Isis rivendica accoltellamento a Londra

Tre persone sono state raggiunte dai fendenti nella capitale britannica. L'assalitore è stato ucciso. Accoltellamento anche in Belgio, l'attentatrice è una donna

L'Isis ha detto di essere responsabile per gli accoltellamenti di ieri a Londra. La rivendicazione è arrivata su un organo di propaganda dello Stato Islamico.

Perquisizioni sono state condotte oggi dalla polizia britannica in due indirizzi, a Londra e nello Hertfordshire, nelle indagini sui contatti di Sudesh Amman, il 20enne ucciso ieri da agenti armati dopo aver accoltellato alcune persone a Streatham High Street, a sud della capitale. Amman era sorvegliato e pedinato. Già condannato a 3 anni e 4 mesi per reati minori di terrorismo, era stato rimesso in libertà anticipata una settimana fa dopo aver scontato metà della pena.

Al momento non risultano altri arresti. Nell'attacco, due persone sono state accoltellate e una terza è stata ferita da schegge di vetro: tutti sono ora fuori pericolo. Il premier Boris Johnson ha anticipato a oggi l'annuncio di una stretta ulteriore del governo Tory - dopo il progetto di legge già presentato in seguito al precedente attacco analogo di London Bridge a fine novembre - per introdurre "cambiamenti fondamentali" contro gli sconti di pena alla persone "condannate per crimini di terrorismo".
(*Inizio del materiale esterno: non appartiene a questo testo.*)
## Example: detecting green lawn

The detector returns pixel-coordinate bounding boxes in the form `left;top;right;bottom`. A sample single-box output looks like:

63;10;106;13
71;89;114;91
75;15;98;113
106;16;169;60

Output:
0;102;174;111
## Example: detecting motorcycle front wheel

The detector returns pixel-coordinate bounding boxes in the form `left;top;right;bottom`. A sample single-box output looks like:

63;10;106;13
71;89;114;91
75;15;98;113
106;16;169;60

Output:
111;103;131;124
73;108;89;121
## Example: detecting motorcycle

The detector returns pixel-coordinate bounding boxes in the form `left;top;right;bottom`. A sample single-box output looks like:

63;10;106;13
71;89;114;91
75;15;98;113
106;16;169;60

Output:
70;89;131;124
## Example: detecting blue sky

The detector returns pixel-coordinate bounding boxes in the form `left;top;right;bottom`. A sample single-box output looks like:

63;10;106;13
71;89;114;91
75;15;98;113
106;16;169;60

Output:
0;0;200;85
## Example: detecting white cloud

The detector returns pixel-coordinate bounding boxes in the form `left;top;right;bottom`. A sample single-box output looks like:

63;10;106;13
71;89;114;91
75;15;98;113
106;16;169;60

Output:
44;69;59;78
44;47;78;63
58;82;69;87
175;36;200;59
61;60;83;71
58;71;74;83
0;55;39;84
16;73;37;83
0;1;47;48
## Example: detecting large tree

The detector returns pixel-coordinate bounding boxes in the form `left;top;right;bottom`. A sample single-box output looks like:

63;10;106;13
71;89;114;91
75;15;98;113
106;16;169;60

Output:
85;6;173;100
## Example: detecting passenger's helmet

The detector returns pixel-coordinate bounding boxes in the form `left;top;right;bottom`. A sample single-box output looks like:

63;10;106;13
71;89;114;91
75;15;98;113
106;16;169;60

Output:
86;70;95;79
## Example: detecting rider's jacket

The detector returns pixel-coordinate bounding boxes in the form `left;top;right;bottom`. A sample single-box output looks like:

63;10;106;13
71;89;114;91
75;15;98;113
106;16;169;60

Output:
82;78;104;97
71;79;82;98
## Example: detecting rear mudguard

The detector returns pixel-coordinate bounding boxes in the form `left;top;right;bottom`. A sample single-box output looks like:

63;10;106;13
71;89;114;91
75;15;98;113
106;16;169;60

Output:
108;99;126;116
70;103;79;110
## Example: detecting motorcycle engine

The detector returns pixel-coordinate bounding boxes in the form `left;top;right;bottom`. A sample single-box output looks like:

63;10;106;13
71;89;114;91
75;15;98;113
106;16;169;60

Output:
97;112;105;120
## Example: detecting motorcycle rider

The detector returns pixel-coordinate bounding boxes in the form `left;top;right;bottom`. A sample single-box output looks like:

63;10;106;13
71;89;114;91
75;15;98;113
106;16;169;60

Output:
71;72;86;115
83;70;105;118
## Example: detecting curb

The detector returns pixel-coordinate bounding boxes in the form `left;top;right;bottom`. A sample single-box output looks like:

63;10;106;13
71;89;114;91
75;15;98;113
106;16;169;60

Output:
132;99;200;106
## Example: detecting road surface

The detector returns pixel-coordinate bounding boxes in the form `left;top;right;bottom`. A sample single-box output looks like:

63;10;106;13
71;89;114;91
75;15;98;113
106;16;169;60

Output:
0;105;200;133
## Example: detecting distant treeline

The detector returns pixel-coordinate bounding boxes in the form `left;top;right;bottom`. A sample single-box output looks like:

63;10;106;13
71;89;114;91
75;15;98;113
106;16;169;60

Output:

A Gand, nel nord del Belgio, una donna ha attaccato due persone con un coltello. La polizia gli ha sparato per fermarla. Lo riferiscono media locali. L'autrice dell'attacco, una donna descritta come "di pelle scura", è stata colpita alla mano dalla polizia che ha aperto il fuoco per fermarla. Le vittime sono state trasferite in ospedale, ma non sono in pericolo di vita. Una di loro sarebbe stata colpita allo stomaco.
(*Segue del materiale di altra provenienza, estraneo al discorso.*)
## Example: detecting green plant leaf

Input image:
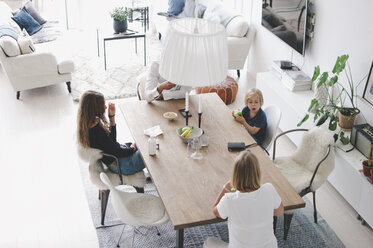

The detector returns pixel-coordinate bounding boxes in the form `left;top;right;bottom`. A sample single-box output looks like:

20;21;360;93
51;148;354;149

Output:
307;98;319;112
316;113;329;126
317;72;329;88
339;132;350;145
328;75;338;87
312;66;320;82
297;114;310;127
329;116;337;131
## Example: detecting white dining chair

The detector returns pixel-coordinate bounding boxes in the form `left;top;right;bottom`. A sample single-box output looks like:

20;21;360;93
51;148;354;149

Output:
273;127;334;240
78;145;145;225
100;173;168;247
262;105;281;153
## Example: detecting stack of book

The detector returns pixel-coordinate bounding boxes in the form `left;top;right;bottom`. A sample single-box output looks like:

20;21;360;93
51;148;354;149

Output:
270;61;312;91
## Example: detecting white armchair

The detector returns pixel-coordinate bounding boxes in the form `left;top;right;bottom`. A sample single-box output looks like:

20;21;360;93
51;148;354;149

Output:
0;46;74;99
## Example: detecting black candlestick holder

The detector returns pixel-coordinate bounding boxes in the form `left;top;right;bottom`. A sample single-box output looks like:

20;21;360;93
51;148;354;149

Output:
198;113;202;128
185;110;189;126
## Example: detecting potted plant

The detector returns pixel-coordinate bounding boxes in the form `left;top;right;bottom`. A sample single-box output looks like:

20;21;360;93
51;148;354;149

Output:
110;7;129;34
362;160;373;177
298;54;365;145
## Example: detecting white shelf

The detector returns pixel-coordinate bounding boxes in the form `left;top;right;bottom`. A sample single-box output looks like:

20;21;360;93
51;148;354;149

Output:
256;72;373;227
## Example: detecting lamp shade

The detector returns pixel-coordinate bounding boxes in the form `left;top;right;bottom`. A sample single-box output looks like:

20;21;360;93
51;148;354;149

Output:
159;18;228;87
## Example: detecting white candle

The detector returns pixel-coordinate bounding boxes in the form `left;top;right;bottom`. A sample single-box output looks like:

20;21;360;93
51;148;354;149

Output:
185;92;189;111
198;94;202;113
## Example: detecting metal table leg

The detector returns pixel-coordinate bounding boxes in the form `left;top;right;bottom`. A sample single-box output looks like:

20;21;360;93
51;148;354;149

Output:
176;229;184;248
144;35;146;66
135;38;137;54
104;40;106;71
96;29;100;57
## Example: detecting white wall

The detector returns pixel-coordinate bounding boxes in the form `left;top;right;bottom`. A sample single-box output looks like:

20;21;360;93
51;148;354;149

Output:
247;0;373;122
A differenza di altri attacchi analoghi recenti, l'ultimo da parte di un militante jihadista vicino a London Bridge a fine 2019, questa volta l'episodio è avvenuto in un'area periferica della città, ma comunque affollata. Per l'esattezza nella principale strada dei negozi del quartiere, lungo Streatham High Street.

Intanto su Twitter circolano decine di video postati da testimoni che hanno assistito all'attacco con coltello a Streatham, nella parte sud di Londra. Nei video si vedono persone a terra, assistite da altri passanti, e la polizia che apre il fuoco contro l'autore dell'attacco. Nella zona si vede un grande dispiegamento di mezzi della polizia e ambulanze.

Il primo ministro britannico Boris Johnson ha reagito via Twitter all'attacco compiuto oggi a sud di Londra, ringraziando la polizia per la tempestività dell'intervento e sottolineando come le indagini al momento puntino alla pista del terrorismo. Johnson ha assicurato che i suoi "pensieri" sono con le vittime, le loro famiglie e la cittadinanza. Il sindaco di Londra, Sadiq Khan, ha ringraziato a sua volta la polizia e i servizi di soccorso, mentre ha puntato l'indice contro i terroristi che "cercano di dividerci" e di cambiare "il nostro modo di vivere". "Non ci riusciranno mai", ha chiosato Khan.